In package.json, you can use true or false to indicate whether all modules in the package have side effects.

package.json
{
  "name": "package",
  "version": "1.0.0",
  "sideEffects": false
}

This package.json indicates that all modules in this package are side-effect-free.

You can also use glob patterns to specify which modules have side effects. Unmatched modules are automatically treated as side-effect-free. If you manually mark side effects, ensure all unmarked modules truly have no side effects.

package.json
{
  "name": "package",
  "version": "1.0.0",
  "sideEffects": ["./src/main.js", "*.css"]
}

This package.json indicates that only ./src/main.js and all .css files have side effects, while all other modules are side-effect-free.

Re-export analysis

Re-exports are common in development. However, a module might import many other modules while only needing a few exports. Rspack optimizes this by allowing consumers to access the actual exported modules directly. Consider this re-export example:

src/main.js
import { value } from './re-exports.js';
console.log(value);
src/re-exports.js
export * from './value.js';
export * from './other.js'; // this can be removed if `other.js` does not have any side effects
src/value.js
export const value = 42;
export const foo = 42; // not used

Rspack enables providedExports by default, which analyzes all exports from a re-exporting module and identifies their origins.

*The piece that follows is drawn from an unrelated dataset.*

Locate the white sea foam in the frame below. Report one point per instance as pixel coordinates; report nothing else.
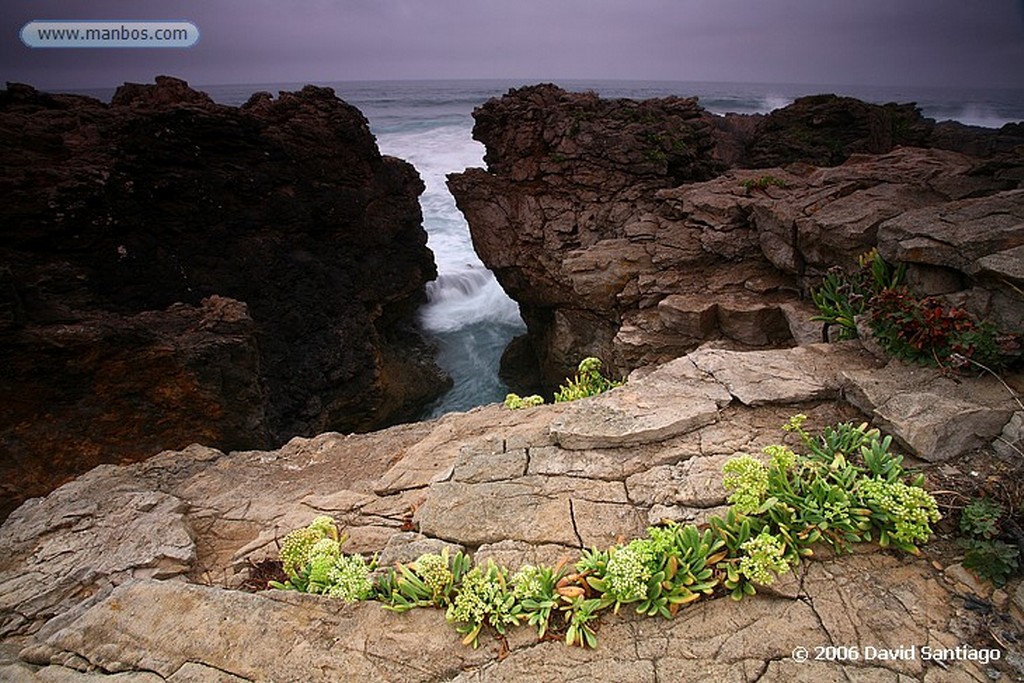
(973, 114)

If src/re-exports.js has no side effects, Rspack can convert the import in src/main.js to import directly from src/value.js:

src/main.js
- import { value } from './re-exports.js';
+ import { value } from './value.js';
console.log(value);

This allows Rspack to completely skip the src/re-exports.js module.

By analyzing all re-exports in src/re-exports.js, Rspack determines that foo from src/value.js is unused and removes it from the final output.

Variable transmission

Sometimes exports are imported but not actually used. For example:

src/main.js
import { foo } from './value.js';

function log() {
  console.log(foo);
} // `log` is not used

const bar = foo; // `foo` is not used

In this scenario, even though the log function and the bar variable depend on foo, neither is used, so foo is considered dead code and removed.

When innerGraph is enabled (the default in production mode), Rspack can track variable usage across modules to achieve precise code optimization.

src/main.js
import { value } from './bar.js';
console.log(value);
src/bar.js
import { foo } from './foo.js';
const bar = foo;
export const value = bar;
src/foo.js
export const foo = 42;

Since value is used, the foo it depends on is retained.

Pure annotation

Use the /*#__PURE__*/ annotation to tell Rspack that a function call is side-effect-free (pure). Place it before function calls to mark them as having no side effects.

When an unused variable's initial value is marked as side-effect-free (pure), it's treated as dead code and removed by the minimizer.

/*#__PURE__*/ double(55);
TIP
  • Function arguments aren't marked by the annotation and may need to be marked individually.
  • This behavior is enabled when optimization.innerGraph is set to true.